Dans le système suisse actuel de pensions, la personne concernée pourrait s'attendre à recevoir la pension maximale de l'État, à retirer environ 720 000 CHF du capital des pensions professionnelles et à posséder environ 450 000 CHF dans les comptes de pilier 3a au moment de son retraite. Combinés aux dons existants d'environ 110 000 CHF, cela laisserait un déficit estimé à 570 000 CHF qui doit être compensé par une accumulation de patrimoine privée.
Les calculs de Lichtensteiger, basés sur des profils de risque variables et sur des rendements attendus, montrent les économies mensuelles requises pour combler l’écart. Pour un portefeuille à risque élevé visant des rendements annuels compris entre 1 % et 3 %, les contributions mensuelles devraient varier entre 1 200 CHF et 1 500 CHF. Une approche à risque moyen visant des rendements compris entre 4 % et 6 % nécessiterait des économies mensuelles comprises entre 700 CHF et 1 000 CHF. Les investisseurs suivant une stratégie à haut risque, avec un rendement attendu de 7 %, pourraient atteindre leur objectif en économisant 600 CHF par mois.
Le planificateur a insisté sur le rôle des plans d'épargne en fonds communs de placement (FCP) comme outil discipliné et à long terme pour créer une richesse.

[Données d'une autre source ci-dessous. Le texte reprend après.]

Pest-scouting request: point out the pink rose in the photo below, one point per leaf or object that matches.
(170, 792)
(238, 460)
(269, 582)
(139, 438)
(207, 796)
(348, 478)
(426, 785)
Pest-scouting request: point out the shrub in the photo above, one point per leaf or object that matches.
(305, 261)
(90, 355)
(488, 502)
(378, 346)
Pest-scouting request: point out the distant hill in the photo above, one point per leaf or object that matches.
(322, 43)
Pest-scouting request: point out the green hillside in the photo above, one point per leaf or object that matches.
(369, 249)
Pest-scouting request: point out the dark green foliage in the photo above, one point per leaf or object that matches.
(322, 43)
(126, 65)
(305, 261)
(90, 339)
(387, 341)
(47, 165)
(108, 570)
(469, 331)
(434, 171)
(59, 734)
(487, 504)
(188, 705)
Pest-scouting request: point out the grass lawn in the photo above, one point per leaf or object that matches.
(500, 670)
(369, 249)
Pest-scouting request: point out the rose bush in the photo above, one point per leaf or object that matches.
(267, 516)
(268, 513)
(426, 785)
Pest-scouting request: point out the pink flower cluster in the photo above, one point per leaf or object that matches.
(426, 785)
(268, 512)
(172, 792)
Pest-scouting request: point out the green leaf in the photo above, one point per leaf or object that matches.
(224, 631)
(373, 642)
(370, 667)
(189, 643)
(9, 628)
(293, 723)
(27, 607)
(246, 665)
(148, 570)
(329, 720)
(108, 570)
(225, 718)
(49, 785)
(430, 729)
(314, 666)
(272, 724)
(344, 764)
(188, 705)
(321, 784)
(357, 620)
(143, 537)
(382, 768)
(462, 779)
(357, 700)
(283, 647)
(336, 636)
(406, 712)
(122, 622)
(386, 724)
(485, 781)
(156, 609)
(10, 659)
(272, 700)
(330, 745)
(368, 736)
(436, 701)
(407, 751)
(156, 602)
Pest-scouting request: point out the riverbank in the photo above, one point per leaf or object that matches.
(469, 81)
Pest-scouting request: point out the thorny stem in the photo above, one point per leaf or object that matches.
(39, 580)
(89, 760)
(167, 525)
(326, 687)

Il a également recommandé de privilégier les contributions aux comptes à risques 3a, à la fois en ce qui concerne l'accumulation de patrimoine et l'efficacité fiscale. Pour les personnes âgées de 35 ans ou moins, il a conseillé de se concentrer sur l'accumulation du patrimoine, tandis que ceux qui se rapprochent de la retraite à l'âge de 55 ans ou plus devraient envisager d'optimiser les dispositions destinées à la retraite en utilisant la souscription à un fonds de pension.
L'analyse de Lichtensteiger se fonde sur l'indice MSCI World, qui couvre plus de 1 300 titres dans 23 pays. Cet indice est largement déduit des actions américaines, les sept plus grandes entreprises technologiques des États-Unis, souvent appelées « les magnifiques 7 », représentant 22 % du poids total et les actions technologiques représentant environ 25 % de l'indice.